The United States on Saturday opened large swaths of an Alaskan oil reserve for exploration in an effort to reduce the country's dependency to foreign oil. Interior Secretary Gale Norton signed a document finalising the Bureau of Land Management's plan making 7.23 million acres (2.89 million hectares) of land in the north-west portion of the National Petroleum Reserve-Alaska available for energy leasing.
The leases will be subject to "strict environmental standards" and the plan includes provisions to protect water, vegetation and wildlife, the Bureau of Land Management said in a statement.
"With America's dependence on foreign oil growing each year, energy from the National Petroleum Reserve-Alaska can help in the long term to increase our domestic energy production and stabilise prices," Norton said in a statement.
The US Geological Survey estimates that the reserve contains between 5.9 billion and 13.2 billion barrels of oil.

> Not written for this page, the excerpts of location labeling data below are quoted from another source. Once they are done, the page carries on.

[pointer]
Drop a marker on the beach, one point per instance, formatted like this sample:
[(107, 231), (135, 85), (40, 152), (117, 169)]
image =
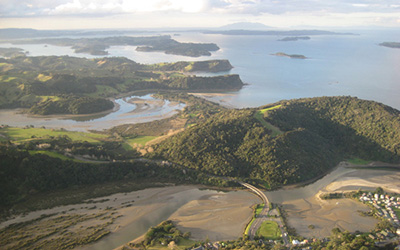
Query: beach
[(305, 208)]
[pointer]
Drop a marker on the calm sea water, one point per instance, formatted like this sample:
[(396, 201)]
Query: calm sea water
[(337, 65)]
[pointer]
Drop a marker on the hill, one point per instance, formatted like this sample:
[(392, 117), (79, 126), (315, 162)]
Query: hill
[(289, 141), (70, 85)]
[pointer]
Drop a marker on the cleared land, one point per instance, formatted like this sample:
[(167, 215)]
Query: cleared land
[(269, 230), (260, 116), (218, 215), (304, 207), (26, 134)]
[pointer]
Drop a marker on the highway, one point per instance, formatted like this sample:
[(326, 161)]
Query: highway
[(263, 215)]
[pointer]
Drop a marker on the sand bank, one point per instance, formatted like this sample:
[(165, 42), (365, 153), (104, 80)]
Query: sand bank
[(304, 207), (204, 212)]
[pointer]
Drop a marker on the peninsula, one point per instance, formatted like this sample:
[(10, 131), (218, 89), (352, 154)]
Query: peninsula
[(99, 45), (68, 85)]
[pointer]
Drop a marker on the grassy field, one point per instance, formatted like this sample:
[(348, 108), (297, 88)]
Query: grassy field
[(271, 108), (397, 211), (54, 155), (357, 161), (269, 230), (259, 208), (182, 245), (140, 140), (275, 130), (257, 211), (24, 134)]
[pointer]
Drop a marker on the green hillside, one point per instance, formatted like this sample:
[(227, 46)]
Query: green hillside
[(316, 134), (69, 85)]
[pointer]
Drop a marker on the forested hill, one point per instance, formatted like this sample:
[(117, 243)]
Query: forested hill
[(289, 141), (69, 85)]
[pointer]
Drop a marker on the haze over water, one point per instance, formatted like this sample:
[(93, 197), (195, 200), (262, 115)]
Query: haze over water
[(352, 65)]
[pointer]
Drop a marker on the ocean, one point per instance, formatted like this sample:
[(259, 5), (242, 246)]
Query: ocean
[(336, 65)]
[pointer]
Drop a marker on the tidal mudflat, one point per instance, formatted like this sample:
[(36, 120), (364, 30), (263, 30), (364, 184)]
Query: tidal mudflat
[(305, 208)]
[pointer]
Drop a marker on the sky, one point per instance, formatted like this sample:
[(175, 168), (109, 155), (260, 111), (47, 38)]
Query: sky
[(133, 14)]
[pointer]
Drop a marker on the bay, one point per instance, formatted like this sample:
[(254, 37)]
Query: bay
[(353, 65)]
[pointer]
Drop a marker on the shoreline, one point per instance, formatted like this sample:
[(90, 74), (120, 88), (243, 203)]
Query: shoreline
[(305, 207)]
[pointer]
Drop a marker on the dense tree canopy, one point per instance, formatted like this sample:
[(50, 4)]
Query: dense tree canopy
[(316, 134)]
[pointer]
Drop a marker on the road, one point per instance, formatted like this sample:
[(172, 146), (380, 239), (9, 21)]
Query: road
[(264, 215)]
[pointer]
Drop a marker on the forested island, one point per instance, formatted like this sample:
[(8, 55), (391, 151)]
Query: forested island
[(242, 32), (393, 45), (293, 56), (287, 142), (294, 38), (99, 45), (68, 85)]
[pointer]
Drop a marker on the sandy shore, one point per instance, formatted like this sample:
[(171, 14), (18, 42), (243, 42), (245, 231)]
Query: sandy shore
[(223, 99), (221, 216), (147, 110), (304, 207), (203, 212)]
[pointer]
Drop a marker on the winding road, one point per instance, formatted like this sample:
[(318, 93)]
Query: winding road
[(263, 216)]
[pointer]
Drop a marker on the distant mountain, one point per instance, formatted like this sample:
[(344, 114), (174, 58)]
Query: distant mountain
[(247, 32), (289, 141), (245, 26)]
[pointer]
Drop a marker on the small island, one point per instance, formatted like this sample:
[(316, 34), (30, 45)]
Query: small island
[(294, 38), (98, 46), (393, 45), (294, 56)]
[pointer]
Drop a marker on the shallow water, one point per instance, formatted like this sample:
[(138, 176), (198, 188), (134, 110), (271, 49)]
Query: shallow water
[(124, 115)]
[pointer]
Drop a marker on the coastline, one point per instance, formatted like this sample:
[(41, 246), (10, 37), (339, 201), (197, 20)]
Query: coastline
[(305, 207)]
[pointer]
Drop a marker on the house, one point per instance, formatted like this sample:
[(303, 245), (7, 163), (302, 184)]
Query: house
[(198, 248)]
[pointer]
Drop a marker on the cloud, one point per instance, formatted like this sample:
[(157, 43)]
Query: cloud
[(251, 7)]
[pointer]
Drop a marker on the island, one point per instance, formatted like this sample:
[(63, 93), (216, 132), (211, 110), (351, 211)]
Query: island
[(99, 45), (393, 45), (244, 32), (294, 38), (293, 56), (105, 180), (12, 52), (50, 85)]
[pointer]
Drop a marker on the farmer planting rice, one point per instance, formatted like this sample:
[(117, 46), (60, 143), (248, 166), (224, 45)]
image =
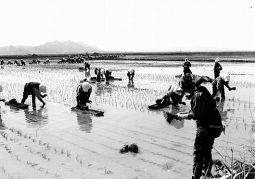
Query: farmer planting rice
[(217, 68), (99, 72), (218, 86), (35, 89), (83, 93), (186, 66), (108, 74), (131, 74), (176, 92), (209, 126), (87, 70)]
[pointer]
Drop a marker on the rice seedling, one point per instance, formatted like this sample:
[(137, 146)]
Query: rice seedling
[(48, 146), (106, 171), (3, 169), (62, 151), (44, 156), (81, 161), (68, 154), (57, 175)]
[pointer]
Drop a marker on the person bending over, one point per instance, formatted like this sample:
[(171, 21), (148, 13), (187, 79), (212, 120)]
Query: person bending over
[(131, 74), (209, 126), (218, 86), (35, 89), (83, 93)]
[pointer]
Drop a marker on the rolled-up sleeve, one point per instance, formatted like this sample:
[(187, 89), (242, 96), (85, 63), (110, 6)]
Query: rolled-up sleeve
[(198, 106)]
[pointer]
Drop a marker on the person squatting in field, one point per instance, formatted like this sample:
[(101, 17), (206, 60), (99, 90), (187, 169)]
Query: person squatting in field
[(83, 93), (87, 70), (35, 89), (131, 74), (217, 68), (176, 92), (218, 86), (186, 66), (209, 126), (99, 72)]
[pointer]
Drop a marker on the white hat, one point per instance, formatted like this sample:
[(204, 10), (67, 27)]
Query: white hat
[(226, 77), (85, 86), (42, 89)]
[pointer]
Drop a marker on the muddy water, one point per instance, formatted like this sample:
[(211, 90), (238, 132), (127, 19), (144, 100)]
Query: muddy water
[(83, 146)]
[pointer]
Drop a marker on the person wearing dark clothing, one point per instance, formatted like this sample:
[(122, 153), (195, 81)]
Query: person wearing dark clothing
[(35, 89), (209, 126), (83, 93), (186, 66), (131, 74), (108, 75), (99, 73), (218, 86), (217, 68)]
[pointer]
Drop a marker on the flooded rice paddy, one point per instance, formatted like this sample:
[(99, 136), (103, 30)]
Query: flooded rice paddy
[(54, 142)]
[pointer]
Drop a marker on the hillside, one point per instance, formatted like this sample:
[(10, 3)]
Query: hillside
[(55, 47)]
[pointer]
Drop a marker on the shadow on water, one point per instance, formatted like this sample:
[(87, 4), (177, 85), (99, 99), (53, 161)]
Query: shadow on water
[(131, 84), (84, 122), (178, 124), (101, 89), (36, 117)]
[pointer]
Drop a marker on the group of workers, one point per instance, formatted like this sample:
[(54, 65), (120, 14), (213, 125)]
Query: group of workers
[(203, 110), (83, 90), (203, 106)]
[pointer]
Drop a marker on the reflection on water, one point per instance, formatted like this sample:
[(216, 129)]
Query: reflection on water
[(178, 124), (84, 122), (36, 117), (2, 125), (131, 84)]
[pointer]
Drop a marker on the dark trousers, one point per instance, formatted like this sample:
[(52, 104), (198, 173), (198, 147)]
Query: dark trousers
[(130, 76), (83, 97), (25, 95), (175, 98), (186, 70), (221, 91), (216, 74), (202, 154)]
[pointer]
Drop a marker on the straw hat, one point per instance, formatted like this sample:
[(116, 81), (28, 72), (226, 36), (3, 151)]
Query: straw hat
[(42, 89), (226, 77), (85, 86)]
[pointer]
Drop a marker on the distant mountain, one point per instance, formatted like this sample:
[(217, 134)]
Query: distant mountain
[(55, 47)]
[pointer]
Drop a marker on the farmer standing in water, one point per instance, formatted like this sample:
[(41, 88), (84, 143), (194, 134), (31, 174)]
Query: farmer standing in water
[(218, 86), (83, 93), (186, 66), (209, 126), (217, 68), (35, 89)]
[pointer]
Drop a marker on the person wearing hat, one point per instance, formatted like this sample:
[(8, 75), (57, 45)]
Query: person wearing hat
[(217, 68), (209, 126), (108, 75), (186, 66), (218, 86), (131, 74), (83, 93), (35, 89), (176, 92)]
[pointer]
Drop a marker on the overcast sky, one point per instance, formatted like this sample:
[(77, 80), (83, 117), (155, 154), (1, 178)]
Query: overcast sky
[(131, 25)]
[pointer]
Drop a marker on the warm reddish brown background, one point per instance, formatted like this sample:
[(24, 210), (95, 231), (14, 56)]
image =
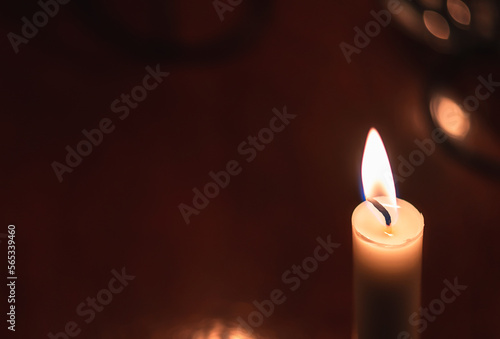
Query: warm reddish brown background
[(119, 207)]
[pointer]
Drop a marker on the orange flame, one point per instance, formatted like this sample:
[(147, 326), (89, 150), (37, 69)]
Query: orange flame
[(376, 175)]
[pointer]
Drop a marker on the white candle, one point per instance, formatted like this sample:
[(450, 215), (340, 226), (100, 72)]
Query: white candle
[(387, 258)]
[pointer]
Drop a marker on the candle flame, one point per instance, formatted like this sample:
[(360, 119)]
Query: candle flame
[(376, 175)]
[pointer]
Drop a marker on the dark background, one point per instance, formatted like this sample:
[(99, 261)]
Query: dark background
[(119, 207)]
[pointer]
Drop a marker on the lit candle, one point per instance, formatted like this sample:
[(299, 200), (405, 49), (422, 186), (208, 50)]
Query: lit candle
[(387, 246)]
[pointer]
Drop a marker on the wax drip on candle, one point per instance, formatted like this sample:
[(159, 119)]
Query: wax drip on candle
[(382, 210)]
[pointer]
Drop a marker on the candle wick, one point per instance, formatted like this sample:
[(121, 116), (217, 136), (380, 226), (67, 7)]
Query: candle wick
[(382, 210)]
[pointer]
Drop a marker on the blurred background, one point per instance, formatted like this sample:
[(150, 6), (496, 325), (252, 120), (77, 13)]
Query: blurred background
[(230, 64)]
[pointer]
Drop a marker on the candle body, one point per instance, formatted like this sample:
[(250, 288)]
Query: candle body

Norton also designated 102,000 acres (40,800 hectares) of land inhabited by migratory birds and marine mammals as a "Special Area," imposing in the Kasegaluk Lagoon area restrictions that prohibit permanent structures.
Environmentalists have decried proposed legislation by President George W. Bush's administration to drill for oil in Alaska's Arctic National Wildlife Refuge, but the controversial bill has languished in Congress.